The Athletics had their FanFest over the weekend. As we mentioned the other day, owner Lew Wolff met fans and heard complaints. Said complaints were lodged in one-on-one sessions with said fans, so we didn’t get to hear them, but based on the article at MLB.com about it, it sounds like Wolff met with some displeasure but nothing notable. Not terribly surprising. I suppose that if you’re THAT angry at the A’s you’re not gonna bother showing up to FanFest to begin with.
Also of note: Wolff thinks the A’s target date for opening in a new ballpark is 2016. He’s also pretty open to Manny Ramirez joining the team.
The quote of the day, however, didn’t come from Wolff. It came from the Athletics’ number one starter Brandon McCarthy:
“I know there are a lot of people who have had questions about the moves that have been made, but I do like the front office stepping up, answering questions and showing that there is a path that we’re taking and there’s reasons for all of this. It’s not just drunk monkeys throwing at a dartboard. People have a plan, and they’re trying to do something.”
I was a big fan of “Moneyball,” both the book/movie and the concept. But I think I’d be even more excited if the new inefficiency in building a ballclub was drunk monkeys throwing things. And the best part: I bet that stuff would actually work in the playoffs.

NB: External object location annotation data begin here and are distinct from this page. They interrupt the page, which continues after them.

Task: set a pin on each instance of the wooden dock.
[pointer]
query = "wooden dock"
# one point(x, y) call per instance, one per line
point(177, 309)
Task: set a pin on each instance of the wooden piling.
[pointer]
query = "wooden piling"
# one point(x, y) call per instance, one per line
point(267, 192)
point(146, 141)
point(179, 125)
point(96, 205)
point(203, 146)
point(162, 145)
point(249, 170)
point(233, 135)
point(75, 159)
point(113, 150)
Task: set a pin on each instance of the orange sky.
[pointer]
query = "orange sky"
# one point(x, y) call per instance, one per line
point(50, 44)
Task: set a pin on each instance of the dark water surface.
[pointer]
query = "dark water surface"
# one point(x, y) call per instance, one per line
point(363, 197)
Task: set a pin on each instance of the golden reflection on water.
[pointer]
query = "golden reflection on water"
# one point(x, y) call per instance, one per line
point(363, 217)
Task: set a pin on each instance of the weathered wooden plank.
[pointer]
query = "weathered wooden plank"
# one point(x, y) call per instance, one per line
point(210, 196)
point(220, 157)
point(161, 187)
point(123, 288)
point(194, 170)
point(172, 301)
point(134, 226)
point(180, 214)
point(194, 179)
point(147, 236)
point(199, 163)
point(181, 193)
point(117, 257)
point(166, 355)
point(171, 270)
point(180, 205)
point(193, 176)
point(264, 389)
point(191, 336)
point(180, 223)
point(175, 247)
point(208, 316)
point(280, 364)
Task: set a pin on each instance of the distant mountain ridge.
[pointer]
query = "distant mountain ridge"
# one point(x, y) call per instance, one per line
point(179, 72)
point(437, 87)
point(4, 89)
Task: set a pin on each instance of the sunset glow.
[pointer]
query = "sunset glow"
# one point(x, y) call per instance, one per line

NOTE: In the off chance that my undergraduate primatology Professor Lori Sheerhan is reading this, yes, I am quite aware that the picture accompanying this article is a drunk ape, not a drunk monkey. Also know that, over the past 20 years, I have had far more occasion to use all of the anthropology stuff you taught me when picking up my minor than I have any of the political science stuff I learned in my major, so thanks.